Beautiful Birkins! These Philodendrons love high humidity and an east or west-facing window, but don’t want to be in any direct sunlight.#PhilodendronBirkin #PlantShop #PlantShopYYC #PlantsForThePeople pic.twitter.com/gU7iTJLHmH
— Plant (@Plantshopyyc) January 23, 2021
Slow growing on this gorgeous plant could be caused by the dry air of the winter months. Drafty windows or the low light of December will stunt even a mature plant. If you notice that the beautiful leaves are taking an incredibly long time to develop, try adjusting the room temperature or the extent to which you provide full sun to this beautiful houseplant. Wiping the leaves with a damp cloth or introducing a small humidifier may also be a good option for pushing this philodendron variety through to the summer months.
Propagating Philodendron Birkin
Philodendron Birkin is so beautiful that it’s easy to see why you’d want to make more (without going back to the store). There are a few different ways to propagate your Philodendron Birkin – we usually recommend methods that require stem cuttings.
The YouTube channel Onlyplants does a great job of walking you through the process step by step:
Pruning Your Philodendron Birkin
The main reasons for pruning your Philodendron are if the plant is taking up too much space or the plant’s stems are looking too leggy. Typically, you’ll want to prune in either the spring or fall and be sure to use pruning shears to create a clean cut. Also, throughout the year, you can safely give your Birkin a light trim, removing any yellowing leaves or areas infected by pests or disease.

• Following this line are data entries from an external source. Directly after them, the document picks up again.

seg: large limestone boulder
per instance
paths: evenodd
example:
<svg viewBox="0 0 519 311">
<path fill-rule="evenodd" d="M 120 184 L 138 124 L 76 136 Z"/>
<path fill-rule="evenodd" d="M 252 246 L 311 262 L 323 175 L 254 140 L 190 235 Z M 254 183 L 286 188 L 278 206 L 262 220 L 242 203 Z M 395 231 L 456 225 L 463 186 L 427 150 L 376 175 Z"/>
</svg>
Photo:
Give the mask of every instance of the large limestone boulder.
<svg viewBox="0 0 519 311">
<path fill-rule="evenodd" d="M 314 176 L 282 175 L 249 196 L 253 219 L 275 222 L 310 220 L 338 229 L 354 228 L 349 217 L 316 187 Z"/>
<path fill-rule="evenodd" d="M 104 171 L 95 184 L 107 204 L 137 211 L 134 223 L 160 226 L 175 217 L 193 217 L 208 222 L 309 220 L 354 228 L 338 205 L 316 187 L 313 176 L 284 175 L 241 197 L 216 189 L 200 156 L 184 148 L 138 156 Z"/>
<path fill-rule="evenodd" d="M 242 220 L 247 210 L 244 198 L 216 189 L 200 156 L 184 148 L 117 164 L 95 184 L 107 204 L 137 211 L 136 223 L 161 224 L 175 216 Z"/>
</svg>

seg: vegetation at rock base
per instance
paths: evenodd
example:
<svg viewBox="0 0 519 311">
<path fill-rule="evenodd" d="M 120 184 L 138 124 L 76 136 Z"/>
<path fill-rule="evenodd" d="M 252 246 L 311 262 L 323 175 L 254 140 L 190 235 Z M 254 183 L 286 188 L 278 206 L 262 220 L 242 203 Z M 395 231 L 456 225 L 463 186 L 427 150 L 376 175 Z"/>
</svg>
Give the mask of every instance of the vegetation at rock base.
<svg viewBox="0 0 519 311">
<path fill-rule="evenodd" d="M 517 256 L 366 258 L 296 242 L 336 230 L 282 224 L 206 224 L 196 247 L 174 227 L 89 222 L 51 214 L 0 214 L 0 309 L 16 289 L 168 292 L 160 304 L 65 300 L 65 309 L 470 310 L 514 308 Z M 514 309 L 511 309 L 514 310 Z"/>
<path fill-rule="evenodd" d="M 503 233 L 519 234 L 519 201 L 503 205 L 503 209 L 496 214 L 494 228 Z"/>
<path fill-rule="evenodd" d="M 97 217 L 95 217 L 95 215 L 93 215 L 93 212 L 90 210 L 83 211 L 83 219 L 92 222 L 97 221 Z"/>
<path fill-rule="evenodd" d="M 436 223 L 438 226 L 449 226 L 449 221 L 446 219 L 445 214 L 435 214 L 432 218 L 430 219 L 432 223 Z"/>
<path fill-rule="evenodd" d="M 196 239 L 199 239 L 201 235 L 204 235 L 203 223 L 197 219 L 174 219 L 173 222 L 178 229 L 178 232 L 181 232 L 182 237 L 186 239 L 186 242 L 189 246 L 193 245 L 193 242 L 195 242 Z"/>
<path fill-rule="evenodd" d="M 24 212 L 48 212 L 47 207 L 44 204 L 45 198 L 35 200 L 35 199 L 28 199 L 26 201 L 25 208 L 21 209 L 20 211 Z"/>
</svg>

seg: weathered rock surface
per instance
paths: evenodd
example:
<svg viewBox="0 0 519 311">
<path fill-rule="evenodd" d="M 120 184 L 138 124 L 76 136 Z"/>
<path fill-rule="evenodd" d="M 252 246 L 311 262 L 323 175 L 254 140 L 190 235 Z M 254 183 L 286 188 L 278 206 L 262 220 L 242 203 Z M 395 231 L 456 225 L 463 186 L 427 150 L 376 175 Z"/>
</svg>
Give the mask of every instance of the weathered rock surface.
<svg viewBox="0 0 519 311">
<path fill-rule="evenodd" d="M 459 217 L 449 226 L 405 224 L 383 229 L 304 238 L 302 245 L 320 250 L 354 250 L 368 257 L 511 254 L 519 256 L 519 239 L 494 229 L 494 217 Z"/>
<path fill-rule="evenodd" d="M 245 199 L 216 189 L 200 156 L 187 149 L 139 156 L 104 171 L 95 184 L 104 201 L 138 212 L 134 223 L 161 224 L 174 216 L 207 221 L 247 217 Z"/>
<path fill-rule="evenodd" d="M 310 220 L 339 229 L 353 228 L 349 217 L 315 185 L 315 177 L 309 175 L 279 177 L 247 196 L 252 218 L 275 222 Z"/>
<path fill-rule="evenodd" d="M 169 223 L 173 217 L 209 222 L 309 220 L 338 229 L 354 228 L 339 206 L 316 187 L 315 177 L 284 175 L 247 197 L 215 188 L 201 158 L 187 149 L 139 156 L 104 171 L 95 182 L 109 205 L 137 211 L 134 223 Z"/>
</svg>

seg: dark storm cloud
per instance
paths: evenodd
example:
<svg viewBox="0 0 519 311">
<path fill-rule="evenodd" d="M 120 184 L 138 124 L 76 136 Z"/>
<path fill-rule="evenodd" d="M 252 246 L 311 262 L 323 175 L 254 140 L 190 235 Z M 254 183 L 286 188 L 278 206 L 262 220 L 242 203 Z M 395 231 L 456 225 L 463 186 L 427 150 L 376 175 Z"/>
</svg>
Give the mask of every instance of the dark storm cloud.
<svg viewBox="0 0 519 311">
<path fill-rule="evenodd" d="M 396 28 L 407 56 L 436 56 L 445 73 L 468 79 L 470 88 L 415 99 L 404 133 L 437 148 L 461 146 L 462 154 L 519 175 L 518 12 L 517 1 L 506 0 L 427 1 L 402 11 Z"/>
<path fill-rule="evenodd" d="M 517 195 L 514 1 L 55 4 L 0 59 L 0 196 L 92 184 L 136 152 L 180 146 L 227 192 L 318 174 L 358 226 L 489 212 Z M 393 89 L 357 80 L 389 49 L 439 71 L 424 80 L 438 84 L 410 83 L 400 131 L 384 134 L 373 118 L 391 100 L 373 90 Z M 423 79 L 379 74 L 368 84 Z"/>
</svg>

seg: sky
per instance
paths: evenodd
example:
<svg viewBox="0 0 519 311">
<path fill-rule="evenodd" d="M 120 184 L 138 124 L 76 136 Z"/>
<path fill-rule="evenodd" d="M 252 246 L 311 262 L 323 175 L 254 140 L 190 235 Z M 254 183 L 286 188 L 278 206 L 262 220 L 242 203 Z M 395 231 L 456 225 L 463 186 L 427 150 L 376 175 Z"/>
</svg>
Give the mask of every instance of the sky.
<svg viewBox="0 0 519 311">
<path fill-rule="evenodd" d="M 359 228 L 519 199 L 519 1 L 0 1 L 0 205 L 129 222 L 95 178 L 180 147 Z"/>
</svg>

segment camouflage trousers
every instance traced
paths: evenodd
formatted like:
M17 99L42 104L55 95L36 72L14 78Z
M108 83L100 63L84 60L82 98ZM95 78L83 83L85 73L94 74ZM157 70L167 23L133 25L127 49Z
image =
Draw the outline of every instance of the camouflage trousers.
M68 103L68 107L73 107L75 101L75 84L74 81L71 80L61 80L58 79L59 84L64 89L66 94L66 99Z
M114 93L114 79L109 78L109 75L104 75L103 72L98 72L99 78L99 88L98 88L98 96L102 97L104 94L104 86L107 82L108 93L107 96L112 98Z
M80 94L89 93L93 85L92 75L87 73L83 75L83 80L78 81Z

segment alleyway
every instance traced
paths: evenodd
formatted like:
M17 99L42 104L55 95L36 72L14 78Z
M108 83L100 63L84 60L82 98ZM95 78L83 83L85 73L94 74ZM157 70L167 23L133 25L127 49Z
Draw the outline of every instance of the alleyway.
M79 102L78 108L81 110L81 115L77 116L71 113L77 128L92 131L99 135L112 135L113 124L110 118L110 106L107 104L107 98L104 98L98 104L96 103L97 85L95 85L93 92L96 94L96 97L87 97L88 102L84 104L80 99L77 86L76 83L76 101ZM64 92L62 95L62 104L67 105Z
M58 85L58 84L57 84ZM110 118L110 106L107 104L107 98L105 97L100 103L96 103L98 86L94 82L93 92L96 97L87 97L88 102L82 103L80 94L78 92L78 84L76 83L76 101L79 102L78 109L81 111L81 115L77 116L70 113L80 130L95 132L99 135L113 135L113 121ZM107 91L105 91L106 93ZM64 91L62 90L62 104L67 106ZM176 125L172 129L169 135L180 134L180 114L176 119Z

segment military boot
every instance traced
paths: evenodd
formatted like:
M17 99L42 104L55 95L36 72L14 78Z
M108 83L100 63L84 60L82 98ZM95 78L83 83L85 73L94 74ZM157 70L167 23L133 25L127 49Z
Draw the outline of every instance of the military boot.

Do Philodendron Birkin houseplants have vines?
Unlike many other philodendron cultivars, the Philodendron Birkin does not have vines. The Philodendron Birkin is known for its small white leaves, white pinstripes on variegated leaves, and a general striking contrast jutting off of each leaf node.
Can A Philodendron Birkin Revert?
There is some discussion and concern about the stability of the Philodendron Birkin. Since it’s such a new cultivar, there are a lot of unknowns. But there have been reports that the Birkin plants, produced with tissue culture, can revert to their parent plant – a Rojo Congo. There’s also the possibility that Philodendron Birkin can mutate into something else entirely. Even if the plant looks like the perfect Philodendron Birkin, there’s a possibility that the new leaves come in without the same white variegation we have come to expect with this houseplant.
Potential Birkin Problems
Among other common problems, yellow leaves could be a sign that your Philodendron Birkin plant is receiving too much light. Move the plant into a space where the sun’s rays aren’t directly shining upon your plant.
While it seems counterintuitive, dry leaves could be a sign that your plant is receiving too much water. Make sure your potting mix allows for good drainage.
Brown Spots on Leaves
Brown spots on leaves can signify that the air is too dry. You may need to improve the humidity in the room. One easy way to do this is by misting the plant regularly with a spray bottle.
You may also detect “spider webs” at the leaf-stem junction or even on the leaf underside. The spider mites weave these webs to defend themselves from predators and create some refuge. “Cobwebs?” I wondered when I first saw them. Then I remembered Spider Mite webbing and rushed the pot into a room devoid of plants. Isolation is the first treatment!
Buying The Birkin
The Philodendron Birkin is one of our favorite houseplants of the year. And we’ve started to notice sellers popping up around the country, meaning that this houseplant is becoming more and more accessible. And the more growers, the more likely they’ll work out the kinks with this unique cultivar. We have high hopes for the Birkin, and we hope you give it a try.